About SilentRansomGroup

Based on the limited available information, SilentRansomGroup is a relatively new ransomware operation that first emerged in May 2025, appearing to be financially motivated given their targeting patterns across multiple high-value sectors. The group's origin and affiliations remain unclear due to their recent emergence, though their diverse geographic targeting including the United States, Germany, Canada, and Russia suggests either a sophisticated operation or potential ransomware-as-a-service model. Their attack methodology and specific technical capabilities have not been extensively documented by major security researchers, though their targeting of business services, financial services, hospitality, and manufacturing sectors indicates they likely focus on organizations with both valuable data and ability to pay significant ransoms. With 93 known victims across multiple countries and sectors in a relatively short timeframe since May 2025, SilentRansomGroup has demonstrated notable activity levels, though specific high-profile campaigns or ransom amounts have not been publicly disclosed by CISA, FBI, or major threat intelligence firms. The group appears to remain active as of current reporting periods, though comprehensive technical analysis and attribution efforts by established security researchers are still developing given their recent emergence in the threat landscape. The group has been linked to 120 public disclosures across our corpus. First observed on a leak site on May 6, 2025; most recent post June 17, 2026. The operation is currently active.

Timeline of this disclosure

  • May 6, 2025McCague Borlack LLP listed by SilentRansomGroupon the group's public leak site

Sector and geography

This disclosure adds to ransomware activity in the Business Services sector, which has 3,796 disclosures indexed across all operators we track. Geographically, McCague Borlack LLP is reported in Canada, a country with 1,055 ransomware disclosures in our corpus.

If your organisation is affected

A listing by SilentRansomGroup means McCague Borlack LLP appeared on a ransomware extortion site and data attributed to it has been published. If this is your organisation, or a supplier you depend on, the priority is to confirm the intrusion and contain it before the window to act closes.

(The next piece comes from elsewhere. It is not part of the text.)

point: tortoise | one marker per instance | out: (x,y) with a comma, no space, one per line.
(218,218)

  • Engage your incident-response team and preserve forensic evidence before remediating — do not wipe affected systems first.
  • Force a password reset and revoke active sessions for exposed accounts; rotate any credentials, API keys or certificates that may have been in the stolen data.
  • Assess regulatory notification duties (GDPR, NIS2, sector regulators) — many carry a 72-hour reporting clock from awareness.
  • Report the incident to your national CERT, CCCS (Canada), as required for your jurisdiction.
  • Monitor for the data appearing on SilentRansomGroup's leak site and across paste and breach channels, and brief downstream partners who may be exposed through you.

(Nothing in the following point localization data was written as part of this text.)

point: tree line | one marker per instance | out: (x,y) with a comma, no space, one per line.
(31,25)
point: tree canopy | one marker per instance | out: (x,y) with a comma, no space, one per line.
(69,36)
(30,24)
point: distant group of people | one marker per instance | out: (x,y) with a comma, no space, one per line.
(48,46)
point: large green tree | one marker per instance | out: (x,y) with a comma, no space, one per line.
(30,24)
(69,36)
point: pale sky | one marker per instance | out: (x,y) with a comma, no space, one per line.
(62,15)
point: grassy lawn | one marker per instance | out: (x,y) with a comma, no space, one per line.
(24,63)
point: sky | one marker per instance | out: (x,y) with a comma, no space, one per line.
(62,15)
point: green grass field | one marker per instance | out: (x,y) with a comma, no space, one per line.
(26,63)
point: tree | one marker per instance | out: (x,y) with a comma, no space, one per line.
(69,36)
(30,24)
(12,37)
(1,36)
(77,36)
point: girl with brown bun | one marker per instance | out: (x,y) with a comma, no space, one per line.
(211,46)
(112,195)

How we know this. Darkfield monitors public ransomware leak sites continuously, archiving every new disclosure and the data later released against the victim. Each entry on this page is sourced from the operator's own publication and cross-checked against complementary OSINT feeds (RansomLook, ransomware.live, RansomWatch). We do not collect or host stolen data — only the metadata, timestamps and screenshots needed to make the public disclosure searchable and accountable. Records here are corrected when the original post is edited, retracted, or merged with another disclosure.